Big Brother will soon be "enrolling" in the Israeli school system. On Sunday, the Education Ministry issued a policy review on security and surveillance cameras in schools, schoolyards, lunchrooms, and other areas. The bottom line: Israeli kids can expect to be under the “all-seeing eye,” except, perhaps, when they go to the bathroom.

Currently, 60% of high schools and 30% of elementary schools have cameras installed. However, the cameras were installed without a set policy, at the whim of a principal or parents' committee, and did not necessarily cover trouble areas of buildings. In its new policy statement, the Ministry heartily endorses cameras to cover as many areas of the school grounds as possible, “to provide extra protection and to allow authorities to track violence, bullying, and alcohol, smoking, and drug use.”

Principals will have the authority to decide what cameras to install and where to install them. Cameras may be installed in order to protect students and faculty from violence, theft, and terrorism. All steps must be taken to ensure student privacy, however; in circumstances where a security guard or a teacher can be placed on patrol, for example, there might not be any need for cameras, the policy statement says.

Schools that do use cameras, the Ministry said, should use them to the hilt, with cameras covering all public and classroom spaces.

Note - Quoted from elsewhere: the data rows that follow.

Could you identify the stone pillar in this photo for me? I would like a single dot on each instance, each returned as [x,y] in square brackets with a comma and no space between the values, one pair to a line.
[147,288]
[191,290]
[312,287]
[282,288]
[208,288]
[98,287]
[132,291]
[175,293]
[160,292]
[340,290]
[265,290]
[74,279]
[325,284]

Microphones, however, are out, as are cameras in bathrooms – a decision, sources said, that the Ministry came to only after a great deal of debate, because bathrooms are a center of illicit student activity.

Principals and a special teacher staff will have the right to review footage. If any unacceptable behavior is discovered, the offenders are to be referred to a special office in the Ministry which will deal with the issues. Footage of “normal” behavior that will not be used as evidence of a student's misbehavior must be erased within three days of recording.

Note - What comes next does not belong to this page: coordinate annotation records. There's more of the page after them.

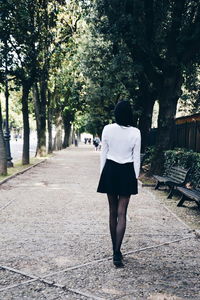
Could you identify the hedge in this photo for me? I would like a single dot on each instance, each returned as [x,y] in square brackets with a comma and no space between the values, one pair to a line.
[186,159]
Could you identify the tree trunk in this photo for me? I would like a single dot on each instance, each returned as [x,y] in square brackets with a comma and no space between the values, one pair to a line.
[49,122]
[68,117]
[40,114]
[145,121]
[26,128]
[67,129]
[3,154]
[58,136]
[169,95]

If a school does decide to go with cameras, the policy paper states, it must inform parents of the fact, and specify the areas where cameras are to be placed. If parents have a problem with cameras, they can appeal to a special Ministry board which will consider their complaints. Schools will also be required to hold an assembly for parents to discuss the camera issue at least once a year. And, schools will be required to place prominent signs in areas that are under surveillance, as a warning to students that they are being watched.

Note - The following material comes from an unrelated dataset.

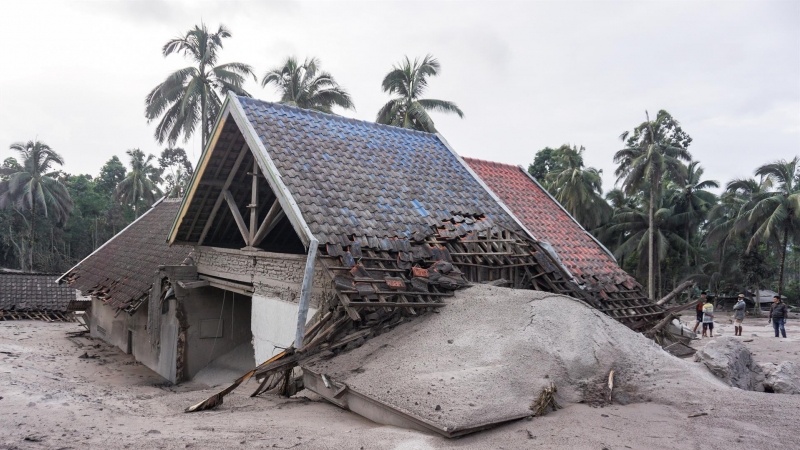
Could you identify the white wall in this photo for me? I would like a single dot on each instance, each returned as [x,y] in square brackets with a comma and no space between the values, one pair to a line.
[273,324]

According to Michal Cohen, Director-General of the Ministry, “instituting measures for the protection of students and teachers will provide a safer atmosphere for everyone in school. Providing a safe, creative environment is essential for the development of students, for their peace of mind, and for their feelings of security. With that, installation of cameras in schools in and of itself is not a solution, and does not cancel out the need for teacher supervision throughout the school day.”